Automating the New Blog

After many years of service, I decided to retire my old blog made with [Blogger do Google]. My experience with static site generators has always been very good, since the early static site generators that I wrote even in the 90s, some in Object Pascal (Delphi), others even in Perl! In recent years, I had the pleasure of creating the website for the first [PyCon Amazônia], using [Pelican] and before that, I was already working on a new version of the generator for my [book site]. But I wanted a new blog and something quick, after some research, I decided to try [Hugo], written in [Go] and ultra fast. I found it very simple, easy to install and multi-platform. The new site, hosted on [https://blog.nilo.pro.br] was created by converting the Blogger posts. I also took advantage of porting the infrastructure to AWS, since the cost is very low.

But something was missing, the compilation and publication process were not automated and I realized that it had been a long time since I posted anything, exactly since January 2017. Although the new blog was published in February 2019, no new post appeared. It was already time to solve this problem.

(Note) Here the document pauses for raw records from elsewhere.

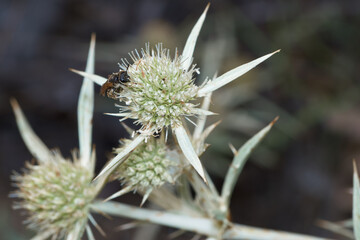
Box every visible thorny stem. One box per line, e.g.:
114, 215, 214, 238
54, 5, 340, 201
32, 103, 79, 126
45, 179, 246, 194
91, 201, 331, 240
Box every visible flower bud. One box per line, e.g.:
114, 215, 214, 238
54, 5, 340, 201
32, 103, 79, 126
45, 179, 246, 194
112, 138, 178, 192
11, 154, 96, 238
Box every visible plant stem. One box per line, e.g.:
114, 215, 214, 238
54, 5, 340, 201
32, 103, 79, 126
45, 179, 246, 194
91, 200, 331, 240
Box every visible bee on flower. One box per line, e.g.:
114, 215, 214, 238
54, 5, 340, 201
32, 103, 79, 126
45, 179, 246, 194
71, 3, 279, 184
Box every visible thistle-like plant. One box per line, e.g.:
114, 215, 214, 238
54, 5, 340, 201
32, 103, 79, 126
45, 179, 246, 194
10, 34, 103, 240
11, 4, 333, 240
71, 4, 279, 183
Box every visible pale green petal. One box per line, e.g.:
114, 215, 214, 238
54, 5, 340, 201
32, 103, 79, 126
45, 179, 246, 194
70, 69, 107, 86
221, 117, 278, 207
181, 3, 209, 70
353, 161, 360, 240
94, 134, 146, 181
198, 50, 280, 96
174, 125, 206, 182
78, 33, 96, 167
10, 99, 53, 164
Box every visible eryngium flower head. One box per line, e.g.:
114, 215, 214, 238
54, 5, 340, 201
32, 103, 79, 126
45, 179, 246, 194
112, 137, 177, 192
11, 152, 96, 239
117, 44, 199, 134
71, 5, 278, 183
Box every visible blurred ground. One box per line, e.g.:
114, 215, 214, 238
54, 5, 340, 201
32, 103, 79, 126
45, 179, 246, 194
1, 0, 360, 239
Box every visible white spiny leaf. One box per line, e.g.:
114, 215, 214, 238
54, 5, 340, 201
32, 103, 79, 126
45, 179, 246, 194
198, 50, 280, 96
70, 69, 107, 86
221, 117, 278, 207
181, 4, 209, 70
104, 112, 130, 117
94, 134, 146, 181
174, 125, 206, 183
78, 33, 95, 167
104, 185, 133, 202
10, 99, 53, 164
192, 108, 217, 116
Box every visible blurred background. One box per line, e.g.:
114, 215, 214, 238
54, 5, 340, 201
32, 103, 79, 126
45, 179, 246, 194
1, 0, 360, 239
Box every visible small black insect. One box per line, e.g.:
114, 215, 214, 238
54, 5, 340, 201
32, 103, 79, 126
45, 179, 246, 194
100, 70, 130, 99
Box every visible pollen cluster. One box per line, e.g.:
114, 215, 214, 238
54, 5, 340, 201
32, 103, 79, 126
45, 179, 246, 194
119, 44, 199, 134
112, 138, 177, 192
11, 155, 95, 238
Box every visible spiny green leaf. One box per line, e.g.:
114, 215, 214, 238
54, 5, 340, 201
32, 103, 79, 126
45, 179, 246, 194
221, 117, 278, 207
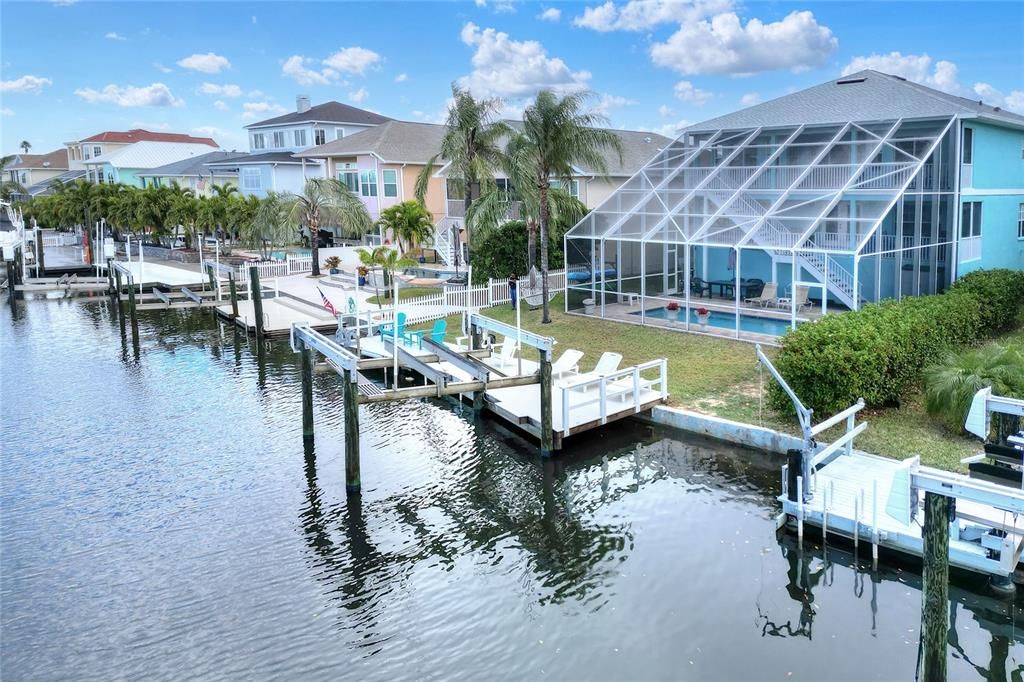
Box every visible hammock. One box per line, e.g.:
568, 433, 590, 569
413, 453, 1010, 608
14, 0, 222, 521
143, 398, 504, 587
520, 266, 556, 309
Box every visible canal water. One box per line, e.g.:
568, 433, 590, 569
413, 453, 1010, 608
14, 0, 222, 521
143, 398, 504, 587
2, 296, 1022, 680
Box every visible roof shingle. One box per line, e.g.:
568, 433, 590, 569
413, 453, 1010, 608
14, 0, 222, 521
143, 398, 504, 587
244, 101, 391, 129
79, 128, 219, 147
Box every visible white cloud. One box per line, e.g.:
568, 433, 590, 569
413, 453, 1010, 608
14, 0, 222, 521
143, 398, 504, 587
646, 118, 691, 138
494, 2, 517, 13
841, 52, 958, 92
153, 63, 172, 74
740, 92, 761, 106
574, 0, 731, 32
348, 87, 369, 104
973, 82, 1024, 114
74, 82, 184, 107
176, 52, 231, 74
651, 11, 837, 75
199, 82, 243, 97
104, 32, 126, 41
0, 75, 53, 94
0, 108, 13, 117
323, 47, 382, 76
458, 22, 592, 98
538, 7, 561, 21
213, 100, 229, 111
192, 125, 224, 137
475, 0, 486, 6
673, 80, 712, 105
281, 55, 337, 86
50, 0, 78, 6
593, 93, 637, 116
657, 104, 674, 118
241, 101, 287, 121
394, 73, 408, 83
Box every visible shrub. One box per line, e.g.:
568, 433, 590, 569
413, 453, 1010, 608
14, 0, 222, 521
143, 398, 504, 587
949, 269, 1024, 335
470, 220, 570, 282
924, 340, 1024, 431
770, 289, 984, 415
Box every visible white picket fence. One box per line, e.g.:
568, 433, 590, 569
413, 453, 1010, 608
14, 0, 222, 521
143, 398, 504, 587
234, 254, 313, 280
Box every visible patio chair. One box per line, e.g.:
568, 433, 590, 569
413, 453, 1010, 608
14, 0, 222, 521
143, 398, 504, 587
793, 285, 813, 311
745, 282, 778, 307
563, 351, 624, 391
551, 349, 584, 379
690, 277, 711, 298
489, 336, 520, 371
379, 311, 407, 344
404, 319, 447, 350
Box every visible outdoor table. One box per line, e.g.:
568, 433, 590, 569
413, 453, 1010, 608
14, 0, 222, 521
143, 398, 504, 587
708, 280, 761, 299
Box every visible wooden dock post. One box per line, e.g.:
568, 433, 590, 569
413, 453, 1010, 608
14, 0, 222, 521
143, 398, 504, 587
539, 348, 554, 456
126, 276, 140, 344
343, 367, 361, 494
207, 263, 217, 294
919, 491, 951, 681
228, 272, 239, 318
249, 266, 264, 340
300, 343, 314, 441
36, 231, 46, 275
14, 246, 24, 286
106, 258, 115, 296
5, 259, 16, 309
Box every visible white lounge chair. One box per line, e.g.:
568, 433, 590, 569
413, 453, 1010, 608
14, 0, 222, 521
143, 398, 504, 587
745, 282, 777, 308
489, 335, 520, 371
562, 351, 623, 391
551, 349, 584, 379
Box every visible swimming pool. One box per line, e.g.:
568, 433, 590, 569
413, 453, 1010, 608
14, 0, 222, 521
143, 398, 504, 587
270, 249, 311, 260
633, 306, 798, 336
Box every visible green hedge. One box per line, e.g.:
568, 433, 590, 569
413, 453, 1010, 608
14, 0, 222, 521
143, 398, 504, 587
771, 269, 1024, 415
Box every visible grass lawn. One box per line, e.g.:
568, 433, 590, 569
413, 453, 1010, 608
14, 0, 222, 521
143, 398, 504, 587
419, 294, 987, 472
367, 286, 443, 306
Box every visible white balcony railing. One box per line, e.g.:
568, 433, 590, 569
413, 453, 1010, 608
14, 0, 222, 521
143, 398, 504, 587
959, 235, 982, 262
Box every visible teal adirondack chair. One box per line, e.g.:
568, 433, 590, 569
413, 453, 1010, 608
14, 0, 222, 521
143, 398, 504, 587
404, 319, 447, 350
379, 312, 407, 344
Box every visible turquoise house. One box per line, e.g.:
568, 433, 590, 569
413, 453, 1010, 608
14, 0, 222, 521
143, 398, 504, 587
564, 70, 1024, 337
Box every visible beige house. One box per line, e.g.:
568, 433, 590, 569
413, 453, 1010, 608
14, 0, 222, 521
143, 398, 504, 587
297, 120, 671, 263
6, 149, 69, 186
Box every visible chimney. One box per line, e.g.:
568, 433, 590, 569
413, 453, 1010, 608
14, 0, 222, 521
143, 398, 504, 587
296, 95, 311, 113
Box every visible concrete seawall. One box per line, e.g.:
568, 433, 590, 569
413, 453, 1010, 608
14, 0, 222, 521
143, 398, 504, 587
642, 405, 804, 455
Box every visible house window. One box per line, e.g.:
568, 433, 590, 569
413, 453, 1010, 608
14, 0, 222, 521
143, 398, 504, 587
962, 127, 973, 165
335, 128, 345, 140
272, 131, 286, 148
360, 170, 377, 197
1018, 203, 1024, 239
93, 146, 102, 157
382, 169, 398, 198
253, 133, 266, 150
338, 170, 359, 193
960, 201, 982, 238
241, 168, 262, 191
314, 128, 327, 146
84, 147, 91, 160
550, 178, 579, 198
294, 129, 307, 147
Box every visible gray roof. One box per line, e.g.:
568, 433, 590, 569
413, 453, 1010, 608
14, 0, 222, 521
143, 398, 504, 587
297, 120, 671, 176
24, 169, 87, 196
204, 151, 309, 167
295, 121, 447, 163
244, 101, 391, 129
687, 70, 1024, 133
136, 151, 249, 178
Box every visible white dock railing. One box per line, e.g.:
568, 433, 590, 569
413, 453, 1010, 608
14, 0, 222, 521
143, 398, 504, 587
558, 359, 668, 436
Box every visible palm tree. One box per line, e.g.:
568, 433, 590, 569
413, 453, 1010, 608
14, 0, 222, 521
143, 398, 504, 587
283, 177, 372, 276
414, 83, 511, 245
516, 90, 623, 323
924, 342, 1024, 432
209, 182, 238, 199
356, 245, 415, 306
377, 200, 434, 255
19, 141, 31, 154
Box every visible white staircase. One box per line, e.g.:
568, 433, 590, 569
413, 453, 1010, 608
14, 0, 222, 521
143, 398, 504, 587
431, 217, 460, 267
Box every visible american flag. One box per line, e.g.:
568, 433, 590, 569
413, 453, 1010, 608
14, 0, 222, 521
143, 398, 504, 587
318, 287, 337, 316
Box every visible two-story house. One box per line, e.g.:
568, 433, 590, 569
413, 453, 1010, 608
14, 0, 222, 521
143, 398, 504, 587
137, 151, 248, 194
207, 96, 392, 198
65, 129, 219, 185
6, 149, 69, 187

A static site is simply a site where all pages are created beforehand, i.e., they do not depend on a server to generate their content. For example, a website made with WordPress is a dynamic site, because the content of each post comes from a database and each page is built as it is requested. Of course, today there are many ways to improve the performance of these sites, making pages only when they are changed or created. A dynamic site cannot function without its server, especially configured, usually with a database and other necessary parameters for its operation.

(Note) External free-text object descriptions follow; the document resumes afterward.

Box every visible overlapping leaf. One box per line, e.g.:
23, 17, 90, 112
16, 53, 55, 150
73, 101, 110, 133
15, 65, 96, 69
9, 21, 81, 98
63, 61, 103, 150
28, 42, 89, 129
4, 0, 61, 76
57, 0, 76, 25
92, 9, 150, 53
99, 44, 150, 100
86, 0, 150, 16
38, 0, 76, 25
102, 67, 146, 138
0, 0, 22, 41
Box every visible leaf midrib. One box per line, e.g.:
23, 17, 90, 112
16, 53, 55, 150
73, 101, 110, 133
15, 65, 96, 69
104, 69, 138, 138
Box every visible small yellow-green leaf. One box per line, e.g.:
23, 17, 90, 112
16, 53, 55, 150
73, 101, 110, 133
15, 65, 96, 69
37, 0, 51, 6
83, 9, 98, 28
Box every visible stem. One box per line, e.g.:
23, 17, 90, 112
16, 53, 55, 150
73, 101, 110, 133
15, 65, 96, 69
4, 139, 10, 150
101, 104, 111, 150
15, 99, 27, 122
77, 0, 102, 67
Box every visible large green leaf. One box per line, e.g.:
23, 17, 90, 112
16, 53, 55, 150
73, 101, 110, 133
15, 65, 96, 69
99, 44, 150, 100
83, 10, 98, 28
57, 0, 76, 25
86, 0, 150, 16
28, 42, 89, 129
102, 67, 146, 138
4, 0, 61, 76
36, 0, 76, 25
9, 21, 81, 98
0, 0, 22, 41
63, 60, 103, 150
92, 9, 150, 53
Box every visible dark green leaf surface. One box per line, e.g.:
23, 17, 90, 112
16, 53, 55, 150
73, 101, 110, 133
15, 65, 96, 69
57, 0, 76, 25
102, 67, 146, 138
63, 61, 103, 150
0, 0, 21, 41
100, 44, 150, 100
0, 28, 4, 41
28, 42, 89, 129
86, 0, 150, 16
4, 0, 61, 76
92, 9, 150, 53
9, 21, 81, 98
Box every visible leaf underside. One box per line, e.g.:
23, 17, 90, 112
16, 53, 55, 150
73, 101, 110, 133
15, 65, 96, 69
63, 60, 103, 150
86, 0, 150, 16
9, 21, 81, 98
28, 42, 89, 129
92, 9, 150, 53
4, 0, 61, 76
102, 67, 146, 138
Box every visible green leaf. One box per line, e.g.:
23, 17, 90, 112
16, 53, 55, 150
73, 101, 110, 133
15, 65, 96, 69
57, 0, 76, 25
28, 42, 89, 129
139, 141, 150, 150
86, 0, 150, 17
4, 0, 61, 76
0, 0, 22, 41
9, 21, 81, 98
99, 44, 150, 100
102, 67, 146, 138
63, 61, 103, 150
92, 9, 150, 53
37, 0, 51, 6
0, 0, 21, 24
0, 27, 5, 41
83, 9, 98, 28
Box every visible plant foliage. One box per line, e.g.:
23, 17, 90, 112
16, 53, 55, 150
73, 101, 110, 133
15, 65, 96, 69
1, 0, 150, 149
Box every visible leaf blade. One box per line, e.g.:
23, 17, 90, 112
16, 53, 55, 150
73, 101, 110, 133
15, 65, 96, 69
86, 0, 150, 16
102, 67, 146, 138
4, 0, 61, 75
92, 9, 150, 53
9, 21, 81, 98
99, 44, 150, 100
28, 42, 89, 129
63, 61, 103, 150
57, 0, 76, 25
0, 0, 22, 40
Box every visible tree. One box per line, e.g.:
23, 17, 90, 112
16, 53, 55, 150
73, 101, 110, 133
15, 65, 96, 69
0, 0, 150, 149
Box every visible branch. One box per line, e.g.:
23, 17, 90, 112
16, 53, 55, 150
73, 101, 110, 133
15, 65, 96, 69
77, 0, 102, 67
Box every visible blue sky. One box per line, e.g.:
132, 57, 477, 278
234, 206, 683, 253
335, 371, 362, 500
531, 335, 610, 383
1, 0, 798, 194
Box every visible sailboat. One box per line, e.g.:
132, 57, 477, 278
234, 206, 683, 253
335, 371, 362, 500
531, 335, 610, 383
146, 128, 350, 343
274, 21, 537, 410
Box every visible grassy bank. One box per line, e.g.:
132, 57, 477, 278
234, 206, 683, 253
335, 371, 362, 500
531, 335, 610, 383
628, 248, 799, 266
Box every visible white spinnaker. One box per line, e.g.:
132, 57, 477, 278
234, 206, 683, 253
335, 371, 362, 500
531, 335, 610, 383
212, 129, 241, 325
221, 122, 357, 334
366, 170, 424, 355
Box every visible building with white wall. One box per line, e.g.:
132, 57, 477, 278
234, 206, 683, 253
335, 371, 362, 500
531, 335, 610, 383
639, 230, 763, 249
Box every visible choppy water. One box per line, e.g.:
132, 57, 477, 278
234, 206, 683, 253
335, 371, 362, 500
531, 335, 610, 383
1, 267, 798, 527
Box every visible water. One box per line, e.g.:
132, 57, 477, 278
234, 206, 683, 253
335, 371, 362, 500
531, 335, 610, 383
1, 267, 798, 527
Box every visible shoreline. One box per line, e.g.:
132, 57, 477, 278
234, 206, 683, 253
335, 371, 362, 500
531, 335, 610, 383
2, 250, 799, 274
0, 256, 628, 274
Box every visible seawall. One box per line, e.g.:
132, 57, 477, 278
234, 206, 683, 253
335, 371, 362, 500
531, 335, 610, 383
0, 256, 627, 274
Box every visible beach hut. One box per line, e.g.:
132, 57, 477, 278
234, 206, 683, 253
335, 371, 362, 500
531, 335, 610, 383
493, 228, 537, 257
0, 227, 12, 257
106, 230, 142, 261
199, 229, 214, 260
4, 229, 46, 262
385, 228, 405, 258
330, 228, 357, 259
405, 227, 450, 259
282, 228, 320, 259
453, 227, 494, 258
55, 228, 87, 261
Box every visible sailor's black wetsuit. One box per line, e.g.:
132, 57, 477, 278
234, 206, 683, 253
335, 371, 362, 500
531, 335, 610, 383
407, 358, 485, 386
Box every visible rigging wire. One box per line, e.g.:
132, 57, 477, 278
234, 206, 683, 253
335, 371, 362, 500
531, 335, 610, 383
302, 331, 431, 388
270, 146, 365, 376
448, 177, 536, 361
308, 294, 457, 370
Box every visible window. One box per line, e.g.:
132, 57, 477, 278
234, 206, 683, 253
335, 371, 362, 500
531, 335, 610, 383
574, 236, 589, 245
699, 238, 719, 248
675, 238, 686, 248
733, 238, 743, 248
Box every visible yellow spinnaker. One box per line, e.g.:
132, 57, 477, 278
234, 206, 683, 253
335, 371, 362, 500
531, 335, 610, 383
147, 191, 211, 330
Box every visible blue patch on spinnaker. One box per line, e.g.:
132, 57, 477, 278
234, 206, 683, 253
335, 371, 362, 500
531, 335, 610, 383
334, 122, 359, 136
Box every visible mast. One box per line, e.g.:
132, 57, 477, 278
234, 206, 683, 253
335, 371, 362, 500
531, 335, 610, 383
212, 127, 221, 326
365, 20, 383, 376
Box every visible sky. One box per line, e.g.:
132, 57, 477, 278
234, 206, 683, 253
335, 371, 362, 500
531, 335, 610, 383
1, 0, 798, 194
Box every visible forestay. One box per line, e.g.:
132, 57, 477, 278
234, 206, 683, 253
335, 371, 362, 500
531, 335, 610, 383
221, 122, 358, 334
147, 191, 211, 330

Dynamic websites were created to facilitate online content management. The idea was to provide content creators with tools as easy as those of a forum. And it works very well, but at a relatively high cost. For authors who also program, solutions with static sites, similar to how we generate programs, have become very interesting. Static sites can be generated on the author’s/developer’s machine, they do not need a database or a special server. A static site can run even from a local directory on the computer, making it easier to develop and test content.

A static site generator like Hugo processes a series of directories with the blog posts or website articles and compiles them. This article, for example, was written in Word, converted to Markdown with pandoc, edited in Vim, and translated to HTML by Hugo. Hugo also creates all navigation links between pages, including tags and internal pages. Total time on my virtual machine: 242 ms. Yes, the entire blog site takes less than 1/4 of a second to be completely generated. There are more than 300 files and it is fast enough for this to be recompiled as I save the file.

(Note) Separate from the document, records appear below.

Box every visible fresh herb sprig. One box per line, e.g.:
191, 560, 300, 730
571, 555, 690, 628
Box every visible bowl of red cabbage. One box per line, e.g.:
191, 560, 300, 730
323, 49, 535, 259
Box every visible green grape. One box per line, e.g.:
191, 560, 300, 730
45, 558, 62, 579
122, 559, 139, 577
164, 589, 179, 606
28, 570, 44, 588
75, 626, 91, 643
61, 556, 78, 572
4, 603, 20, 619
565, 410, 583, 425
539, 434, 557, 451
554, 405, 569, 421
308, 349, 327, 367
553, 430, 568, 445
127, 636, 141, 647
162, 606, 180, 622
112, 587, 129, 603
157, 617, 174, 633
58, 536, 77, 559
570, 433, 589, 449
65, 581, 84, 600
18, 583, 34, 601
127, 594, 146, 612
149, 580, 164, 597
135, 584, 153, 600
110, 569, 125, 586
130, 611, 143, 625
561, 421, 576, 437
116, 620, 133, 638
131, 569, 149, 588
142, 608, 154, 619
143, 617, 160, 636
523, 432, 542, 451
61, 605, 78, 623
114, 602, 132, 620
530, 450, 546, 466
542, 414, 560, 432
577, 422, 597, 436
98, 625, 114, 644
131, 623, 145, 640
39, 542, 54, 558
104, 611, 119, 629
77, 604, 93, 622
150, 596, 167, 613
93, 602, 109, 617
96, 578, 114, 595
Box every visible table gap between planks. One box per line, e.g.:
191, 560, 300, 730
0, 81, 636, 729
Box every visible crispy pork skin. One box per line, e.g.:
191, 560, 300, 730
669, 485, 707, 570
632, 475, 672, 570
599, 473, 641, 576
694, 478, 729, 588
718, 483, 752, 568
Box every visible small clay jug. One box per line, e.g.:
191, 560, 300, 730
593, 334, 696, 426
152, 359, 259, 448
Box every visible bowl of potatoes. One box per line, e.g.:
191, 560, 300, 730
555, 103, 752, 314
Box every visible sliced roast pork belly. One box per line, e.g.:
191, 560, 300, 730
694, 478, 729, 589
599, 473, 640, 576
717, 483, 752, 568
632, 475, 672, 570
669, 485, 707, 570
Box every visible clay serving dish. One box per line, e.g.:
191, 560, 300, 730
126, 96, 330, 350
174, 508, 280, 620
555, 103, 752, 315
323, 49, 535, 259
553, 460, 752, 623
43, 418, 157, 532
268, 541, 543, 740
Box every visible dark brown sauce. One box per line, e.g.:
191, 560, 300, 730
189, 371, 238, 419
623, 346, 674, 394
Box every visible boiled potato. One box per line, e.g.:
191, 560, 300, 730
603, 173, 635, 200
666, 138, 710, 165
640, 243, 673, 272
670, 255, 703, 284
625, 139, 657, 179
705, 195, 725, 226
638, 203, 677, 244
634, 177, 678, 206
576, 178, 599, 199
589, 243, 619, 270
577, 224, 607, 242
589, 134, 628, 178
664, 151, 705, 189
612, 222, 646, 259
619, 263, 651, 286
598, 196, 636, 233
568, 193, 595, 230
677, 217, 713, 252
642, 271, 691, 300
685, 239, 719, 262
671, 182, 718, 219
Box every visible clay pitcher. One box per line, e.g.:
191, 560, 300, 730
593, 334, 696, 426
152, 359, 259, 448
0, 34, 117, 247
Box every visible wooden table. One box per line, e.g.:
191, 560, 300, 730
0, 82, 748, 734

The compilation process itself can be automated because Hugo reads a configuration file and generates the site in a public folder. Hosting on AWS (Amazon Web Services) is done using an S3 bucket. S3 works like a cloud disk where we can copy files. The hosting process for the static site is quite simple, once generated, it copies the files to the S3 bucket and that’s it. The process would be finished if there weren’t two problems. Although S3 can be configured as a web server, it does not cache and you are charged for each access, in large sites this can get expensive. Today it is also interesting to give access to the site in IPv6 and with SSL/TLS certificates. To solve these problems, we need to use another AWS solution called Cloudfront. Cloudfront distributes content across multiple locations around the world, reducing the time of access between the site and the client accessing it, a fact that interests me since my servers are in Europe and the blog is usually read from Brazil.

Using Cloudfront, we can configure a distribution (configuration) indicating what to distribute where, mainly indicating the content origin. An S3 bucket is a compatible origin with Cloudfront. You can also choose to use an SSL/TLS certificate created by AWS for free, as long as it’s used by their services. In this way, we have the content being served close to who accesses it (cache), using SSL, with IPv6 and even supporting HTTP/2! All with just a few clicks and without having to maintain a server running. The monthly cost of all this infrastructure for less than 5000 accesses per month is something below €1, much lower than simpler hosting services.

The remaining step is to update the locally generated files and also generate an invalidation cache in Cloudfront. This invalidation makes the cache empty and Cloudfront retrieves a new copy of the files from S3. If this step is not performed, the update may take some days until the cached copy expires.

Let’s see how to automate it using the AWS client Python on Linux.

# Makes the build/compile the site statically in the public folder
hugo
# Copies the public directory to the bucket. Replace BLOG_BUCKET with the name of your created bucket.
aws s3 sync public/. s3://<<BLOG_BUCKET>>
# Creates an invalidation in Cloudfront. Replace DIST_ID with your distribution ID on CloudFront.
aws cloudfront create-invalidation --distribution-id <<DIST_ID>> --paths "/*"

And the update is done. This way, once a new article is created, the site can be updated with just one command. I’m using this script to update the new blog, hopefully it will help increase the frequency of posts :-D!